Counterfactual Regret Minimization is an algorithm that can be used to find the Nash Equilibrium for games of incomplete information. I have tried to adapt the exercise from here:
http://cs.gettysburg.edu/~tneller/modelai/2013/cfr/index.html
to Clojure. You can see the original RPSTrainer.java
, my first functional version of the algorithm rps.clj
and finally a version that I tried to tweak for performance rps_tweak.clj
all at:
https://gist.github.com/luxbock/da22767ef16af6ebc5dc
Here is the tweaked version:
(ns cfr.rps-tweak
(:require [clojure.core.matrix :as m]
[primitive-math :as pm]))
(set! *warn-on-reflection* true)
(m/set-current-implementation :vectorz)
(defn create-utility-fn
"Given a payoff-matrix creates a utility function for the game.

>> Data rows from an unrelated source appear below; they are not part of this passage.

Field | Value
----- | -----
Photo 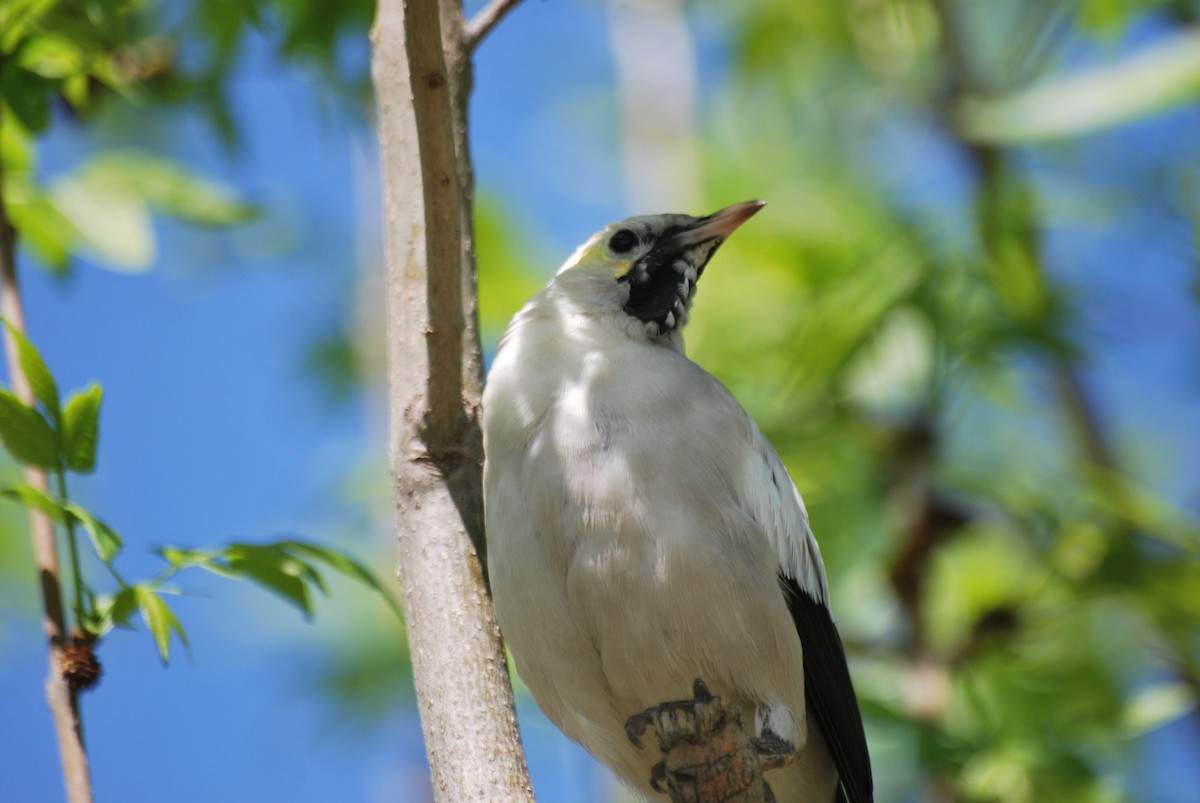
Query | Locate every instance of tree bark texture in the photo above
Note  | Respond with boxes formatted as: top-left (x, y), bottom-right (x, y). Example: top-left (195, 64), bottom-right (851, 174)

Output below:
top-left (0, 111), bottom-right (92, 803)
top-left (372, 0), bottom-right (533, 802)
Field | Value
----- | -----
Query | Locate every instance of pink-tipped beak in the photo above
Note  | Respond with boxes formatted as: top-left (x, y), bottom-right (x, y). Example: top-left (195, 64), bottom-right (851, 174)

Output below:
top-left (678, 200), bottom-right (767, 246)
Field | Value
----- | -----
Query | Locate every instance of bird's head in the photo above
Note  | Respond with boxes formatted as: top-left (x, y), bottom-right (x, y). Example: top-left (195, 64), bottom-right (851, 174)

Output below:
top-left (554, 200), bottom-right (766, 337)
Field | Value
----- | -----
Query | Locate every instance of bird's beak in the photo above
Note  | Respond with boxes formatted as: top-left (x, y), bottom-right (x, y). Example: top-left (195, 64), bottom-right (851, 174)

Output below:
top-left (676, 200), bottom-right (767, 247)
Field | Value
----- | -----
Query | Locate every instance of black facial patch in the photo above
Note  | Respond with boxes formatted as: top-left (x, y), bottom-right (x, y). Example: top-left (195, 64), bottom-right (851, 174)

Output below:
top-left (620, 227), bottom-right (715, 332)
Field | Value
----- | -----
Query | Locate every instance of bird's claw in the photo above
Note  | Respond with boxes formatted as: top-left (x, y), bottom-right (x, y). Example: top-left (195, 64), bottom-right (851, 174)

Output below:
top-left (650, 761), bottom-right (667, 795)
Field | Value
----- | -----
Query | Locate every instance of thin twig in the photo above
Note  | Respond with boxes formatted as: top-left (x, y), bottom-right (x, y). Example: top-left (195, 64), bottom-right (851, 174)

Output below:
top-left (466, 0), bottom-right (521, 53)
top-left (0, 111), bottom-right (92, 803)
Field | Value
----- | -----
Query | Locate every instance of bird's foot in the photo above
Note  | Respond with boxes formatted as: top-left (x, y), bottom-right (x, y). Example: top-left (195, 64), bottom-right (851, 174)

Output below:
top-left (625, 681), bottom-right (768, 803)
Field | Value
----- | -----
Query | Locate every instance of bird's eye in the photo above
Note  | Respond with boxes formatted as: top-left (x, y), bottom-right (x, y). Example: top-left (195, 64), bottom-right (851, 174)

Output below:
top-left (608, 228), bottom-right (637, 253)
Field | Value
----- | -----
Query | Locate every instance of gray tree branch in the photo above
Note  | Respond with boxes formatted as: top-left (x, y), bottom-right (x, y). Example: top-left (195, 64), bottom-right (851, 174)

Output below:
top-left (0, 118), bottom-right (92, 803)
top-left (372, 0), bottom-right (533, 801)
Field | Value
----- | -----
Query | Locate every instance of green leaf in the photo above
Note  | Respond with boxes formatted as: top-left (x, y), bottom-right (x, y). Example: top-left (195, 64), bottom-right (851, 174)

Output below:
top-left (95, 586), bottom-right (138, 636)
top-left (224, 544), bottom-right (325, 619)
top-left (955, 31), bottom-right (1200, 145)
top-left (0, 67), bottom-right (58, 133)
top-left (133, 586), bottom-right (187, 664)
top-left (50, 170), bottom-right (156, 272)
top-left (0, 0), bottom-right (56, 54)
top-left (62, 502), bottom-right (125, 563)
top-left (1122, 683), bottom-right (1196, 737)
top-left (5, 185), bottom-right (80, 274)
top-left (17, 34), bottom-right (86, 78)
top-left (157, 546), bottom-right (241, 580)
top-left (62, 385), bottom-right (104, 474)
top-left (4, 319), bottom-right (62, 423)
top-left (0, 389), bottom-right (59, 468)
top-left (79, 150), bottom-right (257, 226)
top-left (277, 541), bottom-right (401, 616)
top-left (0, 485), bottom-right (67, 525)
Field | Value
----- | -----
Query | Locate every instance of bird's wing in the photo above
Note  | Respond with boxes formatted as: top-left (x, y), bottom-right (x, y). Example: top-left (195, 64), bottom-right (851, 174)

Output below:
top-left (743, 429), bottom-right (874, 803)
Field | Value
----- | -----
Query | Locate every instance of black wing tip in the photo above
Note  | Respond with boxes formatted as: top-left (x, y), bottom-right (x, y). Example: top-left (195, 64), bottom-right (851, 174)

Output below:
top-left (779, 573), bottom-right (875, 803)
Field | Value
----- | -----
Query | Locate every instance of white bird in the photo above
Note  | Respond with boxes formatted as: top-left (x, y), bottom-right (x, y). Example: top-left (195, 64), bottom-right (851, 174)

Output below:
top-left (482, 200), bottom-right (872, 803)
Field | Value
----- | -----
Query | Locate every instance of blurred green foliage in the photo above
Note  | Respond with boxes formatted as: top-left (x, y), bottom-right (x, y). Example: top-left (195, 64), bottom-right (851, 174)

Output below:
top-left (0, 0), bottom-right (400, 672)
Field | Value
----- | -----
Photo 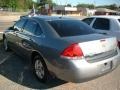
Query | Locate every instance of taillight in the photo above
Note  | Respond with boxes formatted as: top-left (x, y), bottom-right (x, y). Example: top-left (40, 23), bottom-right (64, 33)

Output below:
top-left (61, 43), bottom-right (83, 58)
top-left (118, 41), bottom-right (120, 48)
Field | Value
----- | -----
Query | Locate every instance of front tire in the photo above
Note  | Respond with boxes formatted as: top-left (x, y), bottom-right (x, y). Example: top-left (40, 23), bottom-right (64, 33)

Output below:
top-left (33, 55), bottom-right (49, 83)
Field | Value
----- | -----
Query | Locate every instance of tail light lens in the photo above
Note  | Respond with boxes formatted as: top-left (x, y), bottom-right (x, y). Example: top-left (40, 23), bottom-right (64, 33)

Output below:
top-left (118, 41), bottom-right (120, 48)
top-left (61, 44), bottom-right (83, 58)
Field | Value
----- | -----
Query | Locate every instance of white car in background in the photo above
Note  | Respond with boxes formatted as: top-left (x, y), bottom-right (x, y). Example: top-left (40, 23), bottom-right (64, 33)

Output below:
top-left (82, 15), bottom-right (120, 46)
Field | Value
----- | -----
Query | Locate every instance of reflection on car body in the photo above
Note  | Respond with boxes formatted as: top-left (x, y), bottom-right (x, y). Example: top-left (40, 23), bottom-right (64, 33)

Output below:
top-left (3, 16), bottom-right (120, 82)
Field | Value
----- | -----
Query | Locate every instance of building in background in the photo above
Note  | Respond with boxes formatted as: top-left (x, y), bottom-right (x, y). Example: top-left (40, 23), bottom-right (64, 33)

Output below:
top-left (95, 8), bottom-right (118, 15)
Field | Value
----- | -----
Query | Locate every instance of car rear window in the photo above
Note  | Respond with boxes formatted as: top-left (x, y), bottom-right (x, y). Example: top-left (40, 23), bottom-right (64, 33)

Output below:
top-left (49, 20), bottom-right (94, 37)
top-left (118, 19), bottom-right (120, 23)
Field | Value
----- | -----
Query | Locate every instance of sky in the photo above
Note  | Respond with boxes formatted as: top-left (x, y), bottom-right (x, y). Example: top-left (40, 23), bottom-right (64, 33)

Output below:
top-left (53, 0), bottom-right (120, 6)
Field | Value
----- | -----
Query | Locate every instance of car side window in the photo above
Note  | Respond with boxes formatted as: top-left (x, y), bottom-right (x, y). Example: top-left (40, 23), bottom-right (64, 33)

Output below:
top-left (24, 20), bottom-right (38, 34)
top-left (35, 25), bottom-right (43, 36)
top-left (82, 18), bottom-right (94, 25)
top-left (14, 19), bottom-right (26, 30)
top-left (93, 18), bottom-right (110, 30)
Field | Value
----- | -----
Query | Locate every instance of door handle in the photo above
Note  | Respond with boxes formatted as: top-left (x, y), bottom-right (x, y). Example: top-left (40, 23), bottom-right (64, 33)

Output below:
top-left (99, 33), bottom-right (107, 35)
top-left (22, 41), bottom-right (32, 49)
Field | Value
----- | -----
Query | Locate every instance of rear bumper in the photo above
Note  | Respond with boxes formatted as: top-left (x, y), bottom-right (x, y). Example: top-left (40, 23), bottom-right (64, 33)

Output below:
top-left (47, 50), bottom-right (120, 83)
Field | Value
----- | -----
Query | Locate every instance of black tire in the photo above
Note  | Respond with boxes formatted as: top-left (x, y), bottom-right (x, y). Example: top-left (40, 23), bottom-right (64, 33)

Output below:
top-left (32, 55), bottom-right (49, 83)
top-left (3, 37), bottom-right (9, 51)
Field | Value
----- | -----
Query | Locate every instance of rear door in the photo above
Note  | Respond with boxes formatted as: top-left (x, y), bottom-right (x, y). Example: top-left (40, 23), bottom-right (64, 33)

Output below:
top-left (8, 19), bottom-right (26, 51)
top-left (92, 18), bottom-right (111, 35)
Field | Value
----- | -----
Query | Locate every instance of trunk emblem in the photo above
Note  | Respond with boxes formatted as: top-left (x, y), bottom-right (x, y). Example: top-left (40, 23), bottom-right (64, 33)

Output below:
top-left (100, 39), bottom-right (106, 48)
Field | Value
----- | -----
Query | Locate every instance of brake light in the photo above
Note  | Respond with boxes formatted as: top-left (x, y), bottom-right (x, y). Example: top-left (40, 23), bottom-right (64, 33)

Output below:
top-left (118, 41), bottom-right (120, 48)
top-left (61, 43), bottom-right (83, 58)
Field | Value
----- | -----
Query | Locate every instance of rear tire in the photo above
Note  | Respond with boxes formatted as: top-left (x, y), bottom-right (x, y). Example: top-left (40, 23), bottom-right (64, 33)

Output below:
top-left (3, 37), bottom-right (9, 51)
top-left (32, 55), bottom-right (49, 83)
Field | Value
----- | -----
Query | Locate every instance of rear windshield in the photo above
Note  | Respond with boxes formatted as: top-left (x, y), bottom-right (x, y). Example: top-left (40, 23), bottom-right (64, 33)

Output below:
top-left (118, 19), bottom-right (120, 23)
top-left (49, 20), bottom-right (94, 37)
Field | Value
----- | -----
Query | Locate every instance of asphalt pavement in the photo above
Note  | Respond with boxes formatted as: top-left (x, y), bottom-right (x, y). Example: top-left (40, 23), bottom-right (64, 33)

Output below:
top-left (0, 17), bottom-right (120, 90)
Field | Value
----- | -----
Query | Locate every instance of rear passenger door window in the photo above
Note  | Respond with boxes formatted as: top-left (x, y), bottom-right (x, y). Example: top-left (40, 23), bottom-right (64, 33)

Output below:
top-left (14, 19), bottom-right (26, 31)
top-left (82, 18), bottom-right (94, 25)
top-left (93, 18), bottom-right (110, 30)
top-left (24, 20), bottom-right (42, 36)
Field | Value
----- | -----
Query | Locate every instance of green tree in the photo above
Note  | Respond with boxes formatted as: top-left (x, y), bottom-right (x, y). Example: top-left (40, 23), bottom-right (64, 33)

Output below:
top-left (77, 4), bottom-right (95, 9)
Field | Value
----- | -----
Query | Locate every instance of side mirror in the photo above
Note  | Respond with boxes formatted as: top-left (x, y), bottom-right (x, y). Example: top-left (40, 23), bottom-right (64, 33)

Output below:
top-left (8, 27), bottom-right (14, 30)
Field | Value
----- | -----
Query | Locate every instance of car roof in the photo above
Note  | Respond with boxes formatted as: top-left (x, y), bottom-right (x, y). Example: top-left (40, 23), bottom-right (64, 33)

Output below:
top-left (91, 15), bottom-right (120, 19)
top-left (32, 15), bottom-right (77, 21)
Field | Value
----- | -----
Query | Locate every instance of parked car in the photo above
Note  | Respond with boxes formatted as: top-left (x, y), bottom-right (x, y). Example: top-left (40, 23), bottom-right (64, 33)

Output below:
top-left (82, 16), bottom-right (120, 47)
top-left (3, 16), bottom-right (120, 82)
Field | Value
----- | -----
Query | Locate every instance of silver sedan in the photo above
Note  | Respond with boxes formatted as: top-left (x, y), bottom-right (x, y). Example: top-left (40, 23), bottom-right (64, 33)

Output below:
top-left (3, 16), bottom-right (120, 82)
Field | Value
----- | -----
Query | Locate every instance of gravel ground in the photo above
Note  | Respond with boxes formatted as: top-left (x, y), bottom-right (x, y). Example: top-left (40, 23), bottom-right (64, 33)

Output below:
top-left (0, 14), bottom-right (120, 90)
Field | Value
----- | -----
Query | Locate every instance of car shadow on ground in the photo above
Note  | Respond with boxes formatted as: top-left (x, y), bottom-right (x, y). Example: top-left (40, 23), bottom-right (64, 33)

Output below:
top-left (0, 43), bottom-right (66, 89)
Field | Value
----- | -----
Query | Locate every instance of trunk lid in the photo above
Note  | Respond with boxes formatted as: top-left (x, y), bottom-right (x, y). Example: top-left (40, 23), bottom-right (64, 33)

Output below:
top-left (64, 34), bottom-right (117, 57)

The utility
function accepts two strategy vectors as its arguments and returns the utility
for the first player in question."
[m]
(fn ^double [sa sb]
(let [prob-m
(m/compute-matrix
(map m/ecount [sa sb])
#(pm/* ^double (m/mget sa %1) ^double (m/mget sb %2)))]
(m/ereduce + (m/mul prob-m m)))))
(defn regret
"Given a utility function and three strategy vectors, returns the regret for
player having played his strategy `sa' instead of `sb' against his opponents `so'"
[uf sa sb so]
(pm/- ^double (uf sb so) ^double (uf sa so)))
(defn action-profile [n]
"An action profile is the list of pure strategies available to a player."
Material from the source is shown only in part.